Es kann also sein, dass du im ersten Impuls neugierig auf das Spiel eingelassen und nach deinem Schlüssel gegriffen hast. Und im zweiten Impuls hast du innerlich wegen all der verpassten Möglichkeiten mit dir geschimpft und unser Spiel für dumm und sinnlos abgetan. Es kann auch sein, dass da ein kurzer Moment der Neugier war, der aber prompt von einem Gefühl der Resignation überlagert und im Keim erstickt wurde. Oder da war ein kleiner Anflug von Ärger, vielleicht gegen mich gerichtet, weil ich dir unterstelle, in deinem Leben gäbe es so viele verpasste Möglichkeiten, dass sie einen ganzen Wartesaal füllen.

Und manchmal passiert augenscheinlich auch gar nichts. Dann schützt uns der Neokortex vor … was auch immer. Vielleicht wartet eine besondere schmerzliche verpasste Möglichkeit hinter der Tür und es ist besser, dass sie im Wartesaal bleibt. Oder du hast einmal eine Möglichkeit am Schopf gegriffen und dabei eine ziemliche Bauchlandung erlebt.

Welches war dein zweiter Impuls?

Öffnest du die Tür?

Du hälst nun deinen Schlüssel in der Hand. Was machst du nun damit? Öffnest du die Tür? Legst du ihn erst einmal zur Seite und wartest auf eine günstige(re) Gelegenheit?

Auch hier lade ich dich wieder ein, bewusst in dich hineinzuhorchen. Ohne (Be-)Wertung und ohne dich selber unter Druck zu setzen.

Gibt es vielleicht eine verpasste Gelegenheit, nach der du als erstes Ausschau halten wirst? Um dann diesmal was mit ihr zu tun? Sie jetzt gleich umsetzen? Oder sie erst mit all deinem heutigen Wissen und all deiner heutigen Erfahrung in aller Ruhe unter die Lupe zu nehmen?

Hinterher ist man immer schlauer

Diese alte Weisheit gilt auch hier. Denn dass die damalige Möglichkeit einmal im Wartesaal der verpassten Möglichkeiten landen würde, konntest du damals noch nicht wissen. Damals hast du dich für etwas anderes entschieden, vor dem Hintergrund der dir damals zur Verfügung stehenden Informationen. Also war es damals die für den Moment richtige Entscheidung.
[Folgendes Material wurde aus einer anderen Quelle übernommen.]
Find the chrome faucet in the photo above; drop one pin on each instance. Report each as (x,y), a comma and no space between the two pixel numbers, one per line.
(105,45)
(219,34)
Und hier kommt das oben erwähnte alte Muster ins Spiel. Schauen wir auf Möglichkeiten, die uns das Leben bietet, eher ängstlich vorsichtig, kann es im Wartesaal recht schnell recht eng werden. Schauen wir neugierig auf das, was das Leben uns (an-)bietet, wägen ab und entscheiden uns aus vollem Herzen, bleibt der Wartesaal leer. Denn dann haben wir keine Möglichkeit verpasst, sondern uns für das Bessere entschieden.

Wenn du also den Wartesaale deiner angeblich verpassten Möglichkeiten heute betrittst, schau dich um, als wenn du liebe alte Bekannte wiedersehen würdest. Und wer weiß, vielleicht ist ja die eine oder andere Möglichkeit heute aktueller den je. Vielleicht brauchte sie und vielleicht brauchtest du die Zeit.

Für mich hat das Bild vom Wartesaal der verpassten Möglichkeiten etwas beruhigendes. Denn dann sind die Möglichkeiten ja nicht wirklich verpasst, sie warten nur.